As tropas da Wehrmacht saquearam e destruíram grande parte do patrimônio cultural dos países conquistados. Assim, logo no início da Guerra, surgiu a questão de como compensar as perdas.

Em 1942, foi criada uma comissão especial para avaliar as perdas culturais. Segundo os dados da comissão publicados no final da década de 1940, 173 museus, 4 mil bibliotecas e arquivos foram danificados. O departamento de exames da comissão foi chefiado pelo famoso artista, restaurador e historiador da arte soviético Ígor Grabar.

Uma das perdas mencionadas por ele foi a Igreja da Transfiguração do Salvador em Nereditsa, um monumento da arquitetura e pintura medieval russa do século 12 destruído pela artilharia alemã. Em troca, Grabar sugeriu "pegar e trazer [à URSS] a Catedral de Reims ou algo do gênero".

Foi assim que a pintura “Madona Sistina”, de Rafael, foi evacuada à URSS como compensação por danos culturais. Mas ela foi devolvida à República Democrática Alemã na década de 1950.

Grabar supervisionava pessoalmente a compilação das listas de objetos de arte que podiam ser levados à URSS. Essas listas incluíam 1.745 obras significativas da cultura mundial. E o Tesouro de Troia também figurava em uma dessas listas.

Operação secreta

Os artefatos do museu encontrados na torre antiaérea perto do zoológico deveriam ser evacuados para a URSS sem demora.

“O Zoológico de Berlim deve ficar sob o controle da ocupação anglo-americana.
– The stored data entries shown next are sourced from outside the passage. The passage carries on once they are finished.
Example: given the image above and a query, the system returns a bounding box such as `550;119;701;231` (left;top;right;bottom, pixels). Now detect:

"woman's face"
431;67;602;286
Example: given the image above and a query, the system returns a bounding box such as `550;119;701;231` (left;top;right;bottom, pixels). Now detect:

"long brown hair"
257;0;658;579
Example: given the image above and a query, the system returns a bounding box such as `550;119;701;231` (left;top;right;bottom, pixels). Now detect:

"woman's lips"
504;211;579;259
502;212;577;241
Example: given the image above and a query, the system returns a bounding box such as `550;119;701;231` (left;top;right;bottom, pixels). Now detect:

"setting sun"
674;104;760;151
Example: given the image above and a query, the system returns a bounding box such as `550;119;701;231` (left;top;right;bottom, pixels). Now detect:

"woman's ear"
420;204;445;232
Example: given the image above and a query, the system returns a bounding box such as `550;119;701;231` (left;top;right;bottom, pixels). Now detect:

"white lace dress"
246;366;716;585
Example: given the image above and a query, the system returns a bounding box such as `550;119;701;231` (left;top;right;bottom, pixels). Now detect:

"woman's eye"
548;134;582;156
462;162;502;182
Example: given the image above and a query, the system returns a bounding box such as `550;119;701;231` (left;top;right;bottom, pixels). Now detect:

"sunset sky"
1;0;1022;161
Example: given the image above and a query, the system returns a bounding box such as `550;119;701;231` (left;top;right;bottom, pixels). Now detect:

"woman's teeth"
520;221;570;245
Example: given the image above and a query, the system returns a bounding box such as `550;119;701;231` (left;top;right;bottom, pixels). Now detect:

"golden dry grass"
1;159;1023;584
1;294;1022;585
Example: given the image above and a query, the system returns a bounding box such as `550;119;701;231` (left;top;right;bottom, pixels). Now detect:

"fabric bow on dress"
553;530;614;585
Foi emitida uma ordem para iniciar o envio urgente de todos os objetos valiosos do bunker antiaéreo para a parte oriental de Berlim, para serem guardados em armazéns do castelo Tresckow, em Friedrichsfelde, e no matadouro de Berlim”, escreveu o chefe da "brigada de espólios de guerra" do comitê para as artes, Andrei Belokopitov.

Foi assim que muitas obras importantes logo deixaram Berlim: em 30 de junho de 1945, um voo especial decolou do aeródromo de Tempelhof para o aeroporto de Vnukovo, em Moscou. Na URSS, as valiosas cargas foram entregues ao Museu Púchkin.
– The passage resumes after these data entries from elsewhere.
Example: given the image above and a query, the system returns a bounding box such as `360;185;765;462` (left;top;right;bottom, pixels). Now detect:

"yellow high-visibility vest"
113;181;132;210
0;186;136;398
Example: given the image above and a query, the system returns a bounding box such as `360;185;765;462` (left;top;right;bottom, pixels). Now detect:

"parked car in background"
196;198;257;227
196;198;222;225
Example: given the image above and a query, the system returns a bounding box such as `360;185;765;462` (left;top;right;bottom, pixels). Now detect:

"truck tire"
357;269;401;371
Em 1949, todos esses tesouros, por decisão do governo, foram colocados em um "Fundo Especial" e não podiam ser exibidas.

Na década de 1950, o governo da URSS decidiu devolver à Alemanha algumas das obras, entre elas, por exemplo, as obras-primas da Galeria de Dresden. A lista também incluía os Tesouros de Troia, porém, 260 itens de ouro, prata, cristal de rocha e pedra permaneceram em Moscou, e 414 artefatos de bronze e cerâmica foram mantidos no Hermitage. A razão de esses objetos não terem sido devolvidos é desconhecida.

Até meados da década de 1990, a coleção de Schliemann permaneceu inacessível aos cientistas e ao público e foi até mesmo considerada "perdida" por muitos cientistas.

Somente em dezembro de 1994, especialistas tiveram a oportunidade de conhecê-la pela primeira vez em detalhes. Dois anos depois, no Museu Púchkin foi inaugurada a exposição “Tesouros de Troia das escavações de Heinrich Schliemann”.

Até hoje, a maior parte dos Tesouros de Troia é exibida em museus de Moscou e São Petersburgo.